US economic recovery
Economic growth jumped 33.1% in the third quarter after collapsing 31.4% in the pandemic marred second three months.
The Atlanta Fed GDPNow model is running at 3.5% annualized growth in the fourth quarter.
Nonfarm Payrolls have returned 54.4%, 12.07 million of the 22.16 million workers laid off in March and April, to their jobs through October. The unemployment rate has fallen from a high of 14.7% in April to 6.9% in October.
Retail Sales in September at 1.9% were almost triple their 0.7% projection and have averaged a 1.01% monthly increase from March through September. The Control Group, which enters the government's gross domestic product (GDP) calculation, rose 1.4% on a 0.2% expectation. It's monthly pandemic average is 1.27%.
The business spending proxy from Durable Goods Orders, Nondefense Capital Goods, have a 0.5% monthly increase from March to September.
These consumption figures would be standouts in a normal economy, in one ravaged by unemployment and lockdowns they are astonishing.
Conclusion: Initial Claims, CPI and the economy
The growth and retail consumption figures show a disconnect between what would normally be considered recessionary rates of unemployment and initial claims and consumer spending and economic growth.

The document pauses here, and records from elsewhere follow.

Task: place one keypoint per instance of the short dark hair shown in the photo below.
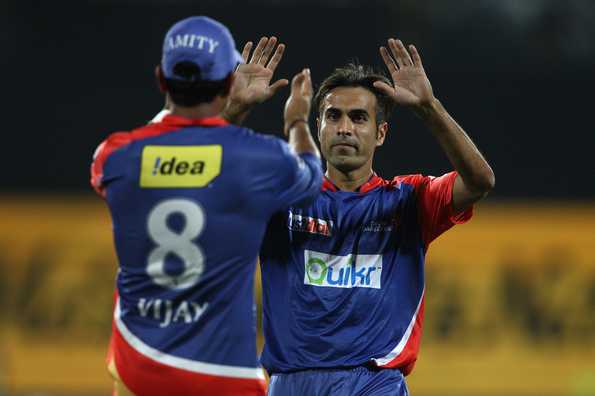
(356, 75)
(193, 91)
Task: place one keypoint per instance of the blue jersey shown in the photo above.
(190, 200)
(343, 278)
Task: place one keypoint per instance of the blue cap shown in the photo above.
(204, 42)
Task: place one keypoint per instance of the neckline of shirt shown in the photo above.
(373, 182)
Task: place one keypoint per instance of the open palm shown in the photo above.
(411, 85)
(252, 84)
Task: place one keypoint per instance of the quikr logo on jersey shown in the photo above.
(180, 166)
(327, 270)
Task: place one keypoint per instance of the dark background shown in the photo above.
(518, 75)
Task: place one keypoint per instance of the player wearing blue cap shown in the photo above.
(190, 196)
(343, 277)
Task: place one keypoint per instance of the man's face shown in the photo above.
(347, 128)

Clearly the standard linkages from job retention and consumer spending are unreliable in the COVID-19 era. Americans have surprisingly boosted their spending despite the widespread job losses and closures.
Initial Claims at their current slowly declining levels are not predictive of the direction of the overall economy or of the restitution of jobs in the labor market.
Likewise, CPI offers no insight into Fed interest rate policy or the potential acceleration of an over-heating economy, its traditional signals.
Unless the claims numbers are severely above forecasts, and the spreading limited closures in many states make that a possibility, expect both numbers to drop into the memory hole.